This picture was taken on 8th April at 10:00 pm at the Aura Grande Complex at E-11/4 in Islamabad, where family and friends gathered to honor their deceased friend Haji Ramzan’s son’s marriage. The invitation came to me from his handicapped son, the brave Nauman Khan, who tries to fill the vacuum left by his father by reaching out to family and friends on his behalf, despite being wheelchair-bound after breaking his spinal cord in a car accident.
It was during his rehabilitation at the Armed Forces Institute in Rawalpindi that he became friends with many handicapped friends, each with a different story of misfortune that struck them like a bolt from the blue, changing their world from better to worse in the blink of an eye.
The boy in the picture is Syed Muhammad Fahad, a chartered accountant who serves with a multinational firm.
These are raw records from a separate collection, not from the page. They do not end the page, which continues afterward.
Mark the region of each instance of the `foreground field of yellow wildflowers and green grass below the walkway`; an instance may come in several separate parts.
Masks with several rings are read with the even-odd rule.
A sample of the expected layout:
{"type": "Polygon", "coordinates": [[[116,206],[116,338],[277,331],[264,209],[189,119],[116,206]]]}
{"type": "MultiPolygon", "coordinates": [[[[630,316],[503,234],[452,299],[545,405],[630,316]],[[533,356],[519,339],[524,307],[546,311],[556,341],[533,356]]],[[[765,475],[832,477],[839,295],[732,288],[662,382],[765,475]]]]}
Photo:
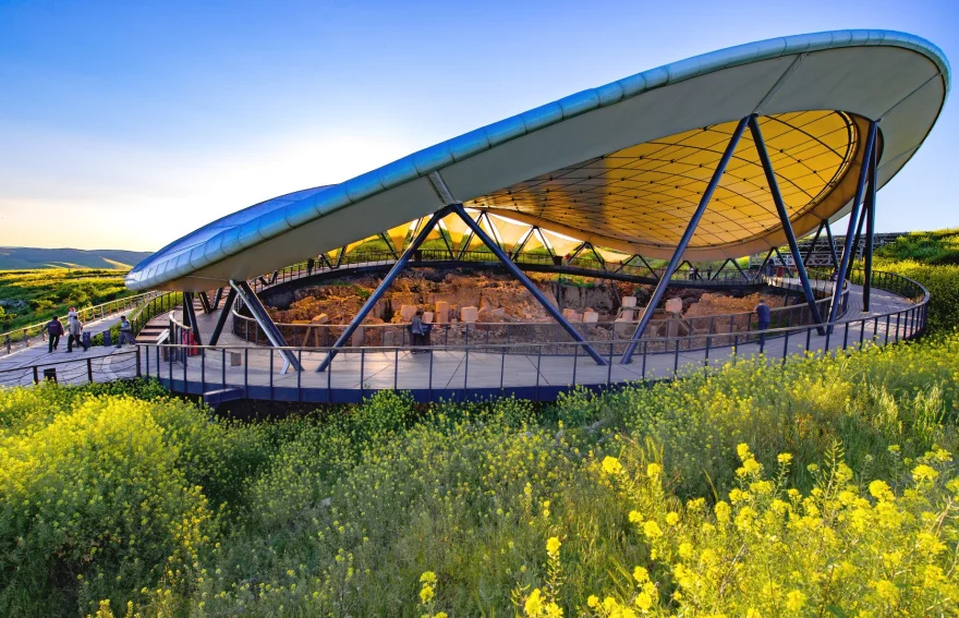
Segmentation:
{"type": "Polygon", "coordinates": [[[956,616],[957,414],[942,324],[545,407],[2,390],[0,616],[956,616]]]}

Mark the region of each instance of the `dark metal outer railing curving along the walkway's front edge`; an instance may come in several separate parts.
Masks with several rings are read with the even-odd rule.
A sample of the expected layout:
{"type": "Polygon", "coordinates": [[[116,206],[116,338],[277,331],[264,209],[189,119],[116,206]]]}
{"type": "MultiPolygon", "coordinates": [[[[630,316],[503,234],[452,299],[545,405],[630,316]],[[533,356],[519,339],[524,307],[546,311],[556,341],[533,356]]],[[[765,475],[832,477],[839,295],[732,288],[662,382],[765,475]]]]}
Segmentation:
{"type": "Polygon", "coordinates": [[[494,393],[548,399],[576,386],[608,388],[640,379],[672,379],[755,355],[785,362],[790,355],[834,354],[912,339],[925,330],[928,293],[922,286],[886,272],[875,272],[873,284],[899,290],[903,299],[915,302],[822,325],[828,326],[823,335],[817,326],[805,325],[735,334],[731,342],[727,334],[644,339],[628,366],[618,364],[624,340],[345,348],[323,373],[314,369],[328,348],[289,347],[282,350],[294,354],[304,371],[287,374],[280,372],[283,361],[277,348],[147,344],[139,347],[141,364],[144,375],[191,395],[232,392],[238,398],[343,402],[389,389],[409,390],[424,401],[494,393]],[[687,343],[694,337],[705,344],[687,343]],[[583,351],[586,344],[603,353],[608,364],[593,363],[583,351]]]}

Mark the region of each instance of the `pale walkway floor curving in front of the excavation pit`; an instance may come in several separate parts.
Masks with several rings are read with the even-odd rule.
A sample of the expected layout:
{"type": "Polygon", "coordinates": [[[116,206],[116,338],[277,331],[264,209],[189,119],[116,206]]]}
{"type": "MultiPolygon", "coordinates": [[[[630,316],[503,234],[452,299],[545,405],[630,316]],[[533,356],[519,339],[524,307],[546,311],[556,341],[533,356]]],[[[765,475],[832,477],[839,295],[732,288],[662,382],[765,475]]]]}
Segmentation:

His story would even astonish Katherine Schellman, author of the bestselling mystery novel “Midnight Murder.” This real-life story dates back to 2016, at 3 pm, in the sprawling neighborhood of F-11.
A woman who later allegedly confessed her crime to the police allegedly hired killers from Khyber Pakhtunkhwa to kill her husband. As luck would have it, the security alarm on Fahad’s car went off, and the criminals, busy with their job inside the house, thought it was a deliberate act to raise an alarm from the neighborhood.
As they came out of the house, they found Fahad fiddling with his remote control key to turn off the alarm and shot him at first sight, piercing his spinal cord. Ever since, Fahad has been running from pillar to post for justice in the courts, with all incriminating evidence, yet the criminals, all identified, were let off by the lower court, giving them the benefit of doubt and adjudicating the incident as accidental rather than premeditated.
The matter is now in the higher court, and if by any chance this write-up reaches any of the esteemed judges from the superior judiciary, I would request them to give no benefit of doubt to the criminals, as their actions have destroyed a young man’s life.
The young man needs to be heard and compensated by the Islamic Republic of Pakistan, the custodian of trillion-dollar mineral deposits, as proudly claimed by the Honorable Prime Minister. However, what good are these trillions to an ordinary young man like Fahad, who was shot, and the culprits were arrested, tried, and released?.
The Islamic Republic of Pakistan must win back its lost credibility by standing with the weak against the mighty as it has already weakened itself to a point of begging other nations for survival and and not far from now young men like Fahad will be begging others for justice than his own countrymen who were supposed to give him justice.